The definition of Riemann $\int_{a}^{b}f(x)\,dx$ has a pre-condition that $f$ is bounded on $[a, b]$. This itself requires that $f$ must be defined for all points in $[a, b]$. However we are still able to talk about Riemann integrals like $\int_{0}^{1}\sin(1/x)\,dx$. How??
Note that Riemann integrals have a nice property that the value of integral $\int_{a}^{b}f(x)\,dx$ does not depend on values of $f$ on a finite number points in $[a, b]$. Thus we simply define the function $f(x) = \sin (1/x)$ at $x = 0$ in any arbitrary manner say $f(0) = k$ and the function remains bounded in interval $[0, 1]$ and since its only discontinuity is at $x = 0$ the function is Riemann integrable and the integral makes sense.
Next we come to the function $f(x) = 1/x$ on interval $[0, 0]$. Here $f$ is not defined on the interval under consideration. Hence it does not make sense to talk about its integral unless we define it on that interval. So we can define it in any manner by setting $f(0) = k$ and then $f$ is bounded on $[0, 0]$ and the integral is equal to $0$ (if we use upper/lower sums both are $0$).
Note that the argument of the previous case applies to any function on any interval of length $0$ and we expect the integral to be $0$ (via upper / lower sums approach).
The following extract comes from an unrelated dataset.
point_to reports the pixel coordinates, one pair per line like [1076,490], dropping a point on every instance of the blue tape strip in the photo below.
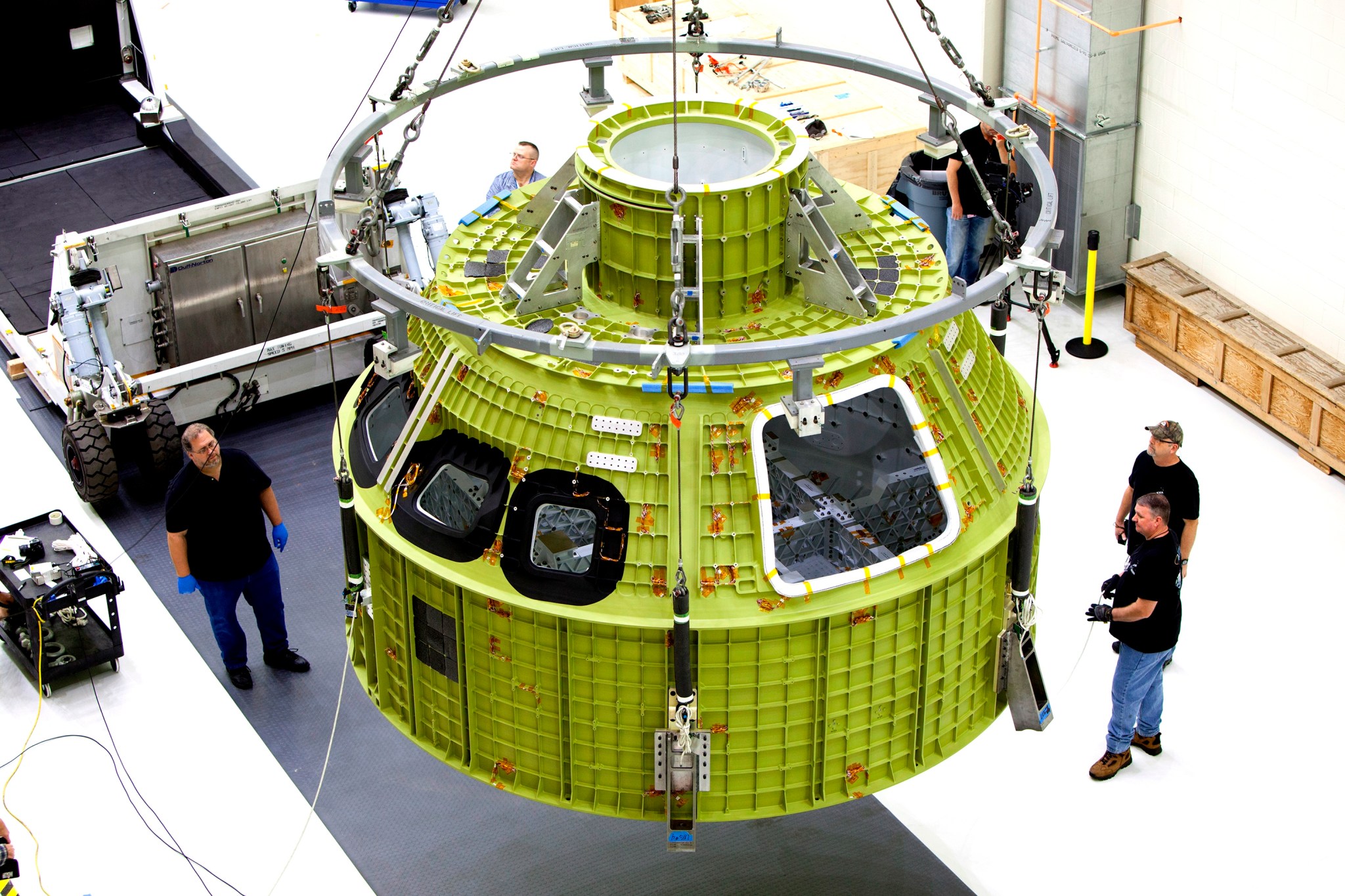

Hence while studying Riemann integrals we add the following extra definitions:
1) If $f$ is any function then we define $\int_{a}^{a}f(x)\,dx = 0$.
2) If $f$ is Riemann integrable on $[a, b]$ (with $a < b$) then we define the symbol $\int_{b}^{a}f(x)\,dx$ as $-\int_{a}^{b}f(x)\,dx$
Together these two definitions help us to write the following theorem:
Theorem: If $a, b, c$ are any points lying in some closed interval $I$ on which $f$ is Riemann integrable then $$\int_{a}^{b}f(x)\,dx + \int_{b}^{c}f(x)\,dx = \int_{a}^{c}f(x)\,dx$$ irrespective of any order relations between $a, b, c$.